MANY outstanding successes in this year’s GCSE results reflected students’ and teachers’ hard work and determination, said headteacher of Spalding Grammar School Nigel Ryan.
Of those taking the exam, 44 students achieved at least five A*/A and Mr Ryan added: “Of particular note are Shannon Prudom with 16 A*/A and James Shuster with 14 A*/A.
“Top of the A* grades were Christopher Nelson with nine A* and Ernestas Jackevic with eight A*.”
In fact Ernestas (16), of Spalding, only arrived in the country from his native Lithuania seven years ago with basic English, but managed an A in addition to his eight A*s.
He said: “I was expecting a few A*s, mainly in the subjects I had chosen, but the grades I have got I am really happy with. I am staying on to do A-levels in maths, physics, economics and geography.”
Shannon Prudom (16), of Donington, got 12 As as well as his four A* grades, and puts his results down to “hard work, and making sure you keep on top of it and doing the stuff you are interested in”.
He will go on to study A-levels in biology, chemistry, physics and geography.
Kamil Aziz (17), of Eye, is happy with his four A*s, four As and four Bs and will continue studies in maths, physics, chemistry and biology, while Christopher Nelson (17), of Holbeach, who got three As in addition to his nine A*s, had praise for his supportive parents, in particular his mother who had driven him to and from study leave. Christopher will stay on to study history, latin, maths and physics.
James Shuster (16), of Thorney, achieved ten As and four A*s, the results coming as no great surprise to the young man who will now study maths, physics, biology and PE.
Mr Ryan said many students had also achieved additional equivalent qualifications, such as diplomas in engineering, which had enabled them to develop wider personal and technical skills as well as an understanding of the world of work.

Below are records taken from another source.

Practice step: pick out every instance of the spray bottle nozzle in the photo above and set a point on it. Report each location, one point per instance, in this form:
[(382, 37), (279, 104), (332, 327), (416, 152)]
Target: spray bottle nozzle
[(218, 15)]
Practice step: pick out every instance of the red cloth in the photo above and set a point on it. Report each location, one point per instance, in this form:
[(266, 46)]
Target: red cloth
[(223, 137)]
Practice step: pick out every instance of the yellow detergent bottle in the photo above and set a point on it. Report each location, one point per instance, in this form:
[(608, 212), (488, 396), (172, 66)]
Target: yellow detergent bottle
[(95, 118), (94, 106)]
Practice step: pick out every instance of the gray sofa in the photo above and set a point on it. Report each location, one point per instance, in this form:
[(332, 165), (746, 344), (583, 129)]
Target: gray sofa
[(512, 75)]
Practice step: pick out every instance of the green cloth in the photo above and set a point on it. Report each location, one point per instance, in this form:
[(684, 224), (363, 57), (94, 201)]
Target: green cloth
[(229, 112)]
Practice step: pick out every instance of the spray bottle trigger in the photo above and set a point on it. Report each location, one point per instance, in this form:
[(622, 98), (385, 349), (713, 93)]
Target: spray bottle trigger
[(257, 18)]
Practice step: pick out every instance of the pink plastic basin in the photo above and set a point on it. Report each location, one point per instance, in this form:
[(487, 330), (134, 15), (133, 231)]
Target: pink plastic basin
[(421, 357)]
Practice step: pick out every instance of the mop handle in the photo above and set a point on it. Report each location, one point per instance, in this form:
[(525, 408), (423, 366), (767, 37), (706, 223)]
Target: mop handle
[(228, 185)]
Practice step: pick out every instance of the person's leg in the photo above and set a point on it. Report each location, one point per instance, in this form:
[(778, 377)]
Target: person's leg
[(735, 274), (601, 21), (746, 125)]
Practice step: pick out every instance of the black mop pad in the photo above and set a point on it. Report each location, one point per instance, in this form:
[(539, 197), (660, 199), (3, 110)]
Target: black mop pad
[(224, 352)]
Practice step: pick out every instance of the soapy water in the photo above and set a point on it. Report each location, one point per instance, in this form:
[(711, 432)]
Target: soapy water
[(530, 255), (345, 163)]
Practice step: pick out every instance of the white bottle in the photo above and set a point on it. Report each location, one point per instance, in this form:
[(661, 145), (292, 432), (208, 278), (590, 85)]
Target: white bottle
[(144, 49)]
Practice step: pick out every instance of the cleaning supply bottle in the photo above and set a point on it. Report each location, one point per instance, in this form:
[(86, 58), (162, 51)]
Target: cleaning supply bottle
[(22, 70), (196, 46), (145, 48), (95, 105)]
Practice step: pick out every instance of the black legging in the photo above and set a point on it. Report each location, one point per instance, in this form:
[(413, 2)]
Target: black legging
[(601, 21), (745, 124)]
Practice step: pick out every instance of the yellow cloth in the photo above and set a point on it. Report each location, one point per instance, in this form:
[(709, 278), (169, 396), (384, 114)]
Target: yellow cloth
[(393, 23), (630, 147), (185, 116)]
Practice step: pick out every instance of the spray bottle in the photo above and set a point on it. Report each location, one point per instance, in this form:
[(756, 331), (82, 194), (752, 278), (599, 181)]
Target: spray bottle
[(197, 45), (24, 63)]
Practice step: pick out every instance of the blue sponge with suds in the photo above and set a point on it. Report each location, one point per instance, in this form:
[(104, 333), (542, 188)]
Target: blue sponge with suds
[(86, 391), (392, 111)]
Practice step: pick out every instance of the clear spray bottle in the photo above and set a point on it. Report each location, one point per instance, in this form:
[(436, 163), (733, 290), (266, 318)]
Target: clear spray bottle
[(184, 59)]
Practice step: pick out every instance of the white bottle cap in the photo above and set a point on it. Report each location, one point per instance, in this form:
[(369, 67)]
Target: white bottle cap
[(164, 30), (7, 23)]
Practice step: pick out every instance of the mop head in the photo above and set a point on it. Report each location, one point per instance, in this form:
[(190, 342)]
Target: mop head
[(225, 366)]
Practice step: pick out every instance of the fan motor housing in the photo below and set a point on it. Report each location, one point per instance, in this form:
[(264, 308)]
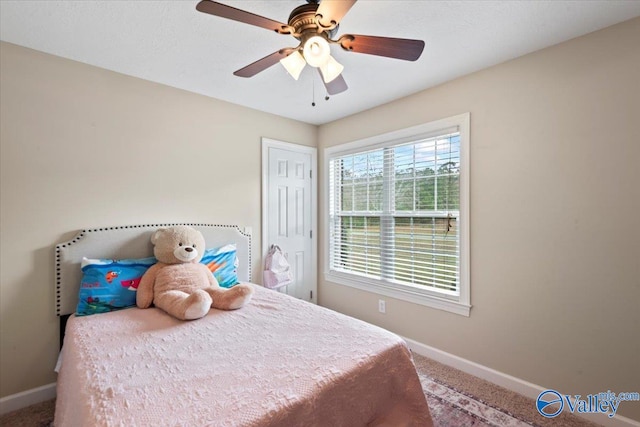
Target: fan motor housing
[(303, 20)]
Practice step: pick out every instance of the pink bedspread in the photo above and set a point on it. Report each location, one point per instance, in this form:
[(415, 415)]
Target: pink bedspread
[(277, 362)]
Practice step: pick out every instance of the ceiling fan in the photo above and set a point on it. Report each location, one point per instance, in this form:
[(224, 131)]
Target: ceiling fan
[(314, 25)]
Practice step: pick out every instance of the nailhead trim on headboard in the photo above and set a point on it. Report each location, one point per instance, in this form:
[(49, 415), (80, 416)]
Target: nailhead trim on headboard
[(82, 233)]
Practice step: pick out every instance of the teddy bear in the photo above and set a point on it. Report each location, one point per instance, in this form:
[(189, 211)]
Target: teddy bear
[(179, 284)]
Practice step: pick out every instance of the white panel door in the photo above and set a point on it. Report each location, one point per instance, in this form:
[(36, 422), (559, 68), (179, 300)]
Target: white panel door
[(290, 212)]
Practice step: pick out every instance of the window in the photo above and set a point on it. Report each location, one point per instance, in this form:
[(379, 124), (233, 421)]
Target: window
[(398, 214)]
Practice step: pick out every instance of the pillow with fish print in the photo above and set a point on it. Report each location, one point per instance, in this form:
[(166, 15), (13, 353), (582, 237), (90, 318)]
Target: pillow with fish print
[(109, 284)]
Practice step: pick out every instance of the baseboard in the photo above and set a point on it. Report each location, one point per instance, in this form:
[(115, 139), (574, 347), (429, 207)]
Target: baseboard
[(507, 381), (26, 398)]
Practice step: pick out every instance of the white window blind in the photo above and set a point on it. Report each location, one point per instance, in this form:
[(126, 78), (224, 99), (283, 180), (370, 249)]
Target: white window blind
[(394, 212)]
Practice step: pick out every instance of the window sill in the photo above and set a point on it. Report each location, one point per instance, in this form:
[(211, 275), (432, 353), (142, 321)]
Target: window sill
[(412, 295)]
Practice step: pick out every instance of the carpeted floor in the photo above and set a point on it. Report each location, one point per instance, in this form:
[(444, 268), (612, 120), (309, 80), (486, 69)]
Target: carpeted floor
[(456, 399)]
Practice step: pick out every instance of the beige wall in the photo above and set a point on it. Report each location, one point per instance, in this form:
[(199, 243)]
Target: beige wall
[(82, 147), (555, 196)]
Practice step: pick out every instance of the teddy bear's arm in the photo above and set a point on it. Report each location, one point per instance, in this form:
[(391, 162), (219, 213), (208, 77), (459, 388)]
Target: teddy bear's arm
[(144, 295)]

However, he said: “We are disappointed with the results in GCSE English. We know many students were finding the demands of the new specification challenging and recognised the problems caused by staffing difficulties within the English department. We therefore invested extra time in English teaching to support students in Year 11. However, the investment has not had the impact we intended as the pass rate has slipped from the usual 100 per cent to 83 per cent. We are now thoroughly reviewing each student’s performance, requesting re-marks where appropriate, and will support students who need to re-take their English GCSE.”